The supervisory bodies, amongst which SO-FIT (being the largest incidentally), are presently preparing their submission for authorisation to FINMA. The deadline for filing their submissions has been set for 31 March 2020, and FINMA will need to confirm approval before 30 June 2020.

What does SOWT SO-FIT hope to be the main consequences of this new regulatory regime in terms of Switzerland's competitiveness as a financial centre, revenues, new business, differentiation from other financial centres, etc?
The financial sector in Switzerland needed to move quickly to the level playing field standards set forth within the MiFID regulation. The FINLA and the FINSA were intended for that purpose.

SO-FIT believes that the reinforcement of the protection of consumers, together with new and increased guaranties of financial solidity, knowledgeability and professionalism of organisations offering financial services or otherwise acting as financial intermediaries, will help maintain the solid reputation of the Swiss financial industry.
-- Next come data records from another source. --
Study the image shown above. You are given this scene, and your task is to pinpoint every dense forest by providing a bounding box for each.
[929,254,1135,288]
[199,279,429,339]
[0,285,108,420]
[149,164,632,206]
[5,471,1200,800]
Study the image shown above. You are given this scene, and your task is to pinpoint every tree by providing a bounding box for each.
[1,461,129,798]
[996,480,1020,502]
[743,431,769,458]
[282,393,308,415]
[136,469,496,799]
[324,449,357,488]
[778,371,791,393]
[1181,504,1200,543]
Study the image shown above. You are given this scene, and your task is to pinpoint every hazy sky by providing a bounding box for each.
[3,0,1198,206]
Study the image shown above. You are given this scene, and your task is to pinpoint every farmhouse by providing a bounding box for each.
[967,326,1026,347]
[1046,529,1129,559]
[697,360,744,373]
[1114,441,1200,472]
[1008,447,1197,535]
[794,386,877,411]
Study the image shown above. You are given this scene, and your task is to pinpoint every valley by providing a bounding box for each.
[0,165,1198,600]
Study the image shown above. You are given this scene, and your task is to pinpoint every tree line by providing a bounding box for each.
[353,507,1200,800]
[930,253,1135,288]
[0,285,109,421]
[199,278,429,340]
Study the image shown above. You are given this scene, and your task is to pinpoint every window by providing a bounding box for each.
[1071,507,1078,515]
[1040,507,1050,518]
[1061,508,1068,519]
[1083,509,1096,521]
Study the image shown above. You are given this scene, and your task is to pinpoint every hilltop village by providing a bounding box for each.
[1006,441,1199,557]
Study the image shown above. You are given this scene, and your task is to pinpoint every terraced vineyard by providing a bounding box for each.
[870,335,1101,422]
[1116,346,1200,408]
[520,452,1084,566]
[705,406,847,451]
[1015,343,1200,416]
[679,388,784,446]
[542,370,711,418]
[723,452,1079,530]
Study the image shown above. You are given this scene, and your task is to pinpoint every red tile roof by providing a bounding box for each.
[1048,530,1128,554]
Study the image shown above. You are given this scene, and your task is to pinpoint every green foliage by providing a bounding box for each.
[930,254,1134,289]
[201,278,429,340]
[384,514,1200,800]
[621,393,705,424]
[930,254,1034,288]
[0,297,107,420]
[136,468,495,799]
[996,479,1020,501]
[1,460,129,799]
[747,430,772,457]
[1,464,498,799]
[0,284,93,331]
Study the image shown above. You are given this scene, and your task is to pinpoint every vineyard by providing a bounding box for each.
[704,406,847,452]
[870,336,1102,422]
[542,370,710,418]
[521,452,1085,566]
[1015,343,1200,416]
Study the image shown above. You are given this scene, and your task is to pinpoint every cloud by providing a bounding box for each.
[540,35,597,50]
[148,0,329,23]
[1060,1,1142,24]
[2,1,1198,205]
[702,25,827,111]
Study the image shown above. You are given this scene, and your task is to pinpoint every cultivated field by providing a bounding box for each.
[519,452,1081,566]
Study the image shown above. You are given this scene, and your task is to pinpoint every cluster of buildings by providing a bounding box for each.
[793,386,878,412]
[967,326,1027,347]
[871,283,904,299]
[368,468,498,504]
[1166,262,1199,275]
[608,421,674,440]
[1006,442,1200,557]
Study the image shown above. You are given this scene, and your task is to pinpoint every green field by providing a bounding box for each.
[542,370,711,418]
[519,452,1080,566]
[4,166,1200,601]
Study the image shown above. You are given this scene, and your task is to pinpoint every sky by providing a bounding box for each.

While there is a risk of consolidation amongst the actors concerned, this will also create new opportunities to welcome clients seeking larger advisory firms and solidly implemented organisations.

Switzerland has been known for the quality of its services and its reputation remains. But there is no doubt that the reinforcement of the rules protecting consumers and guaranties of the solidity of its financial service providers is a must in a world of increased competition and globalisation.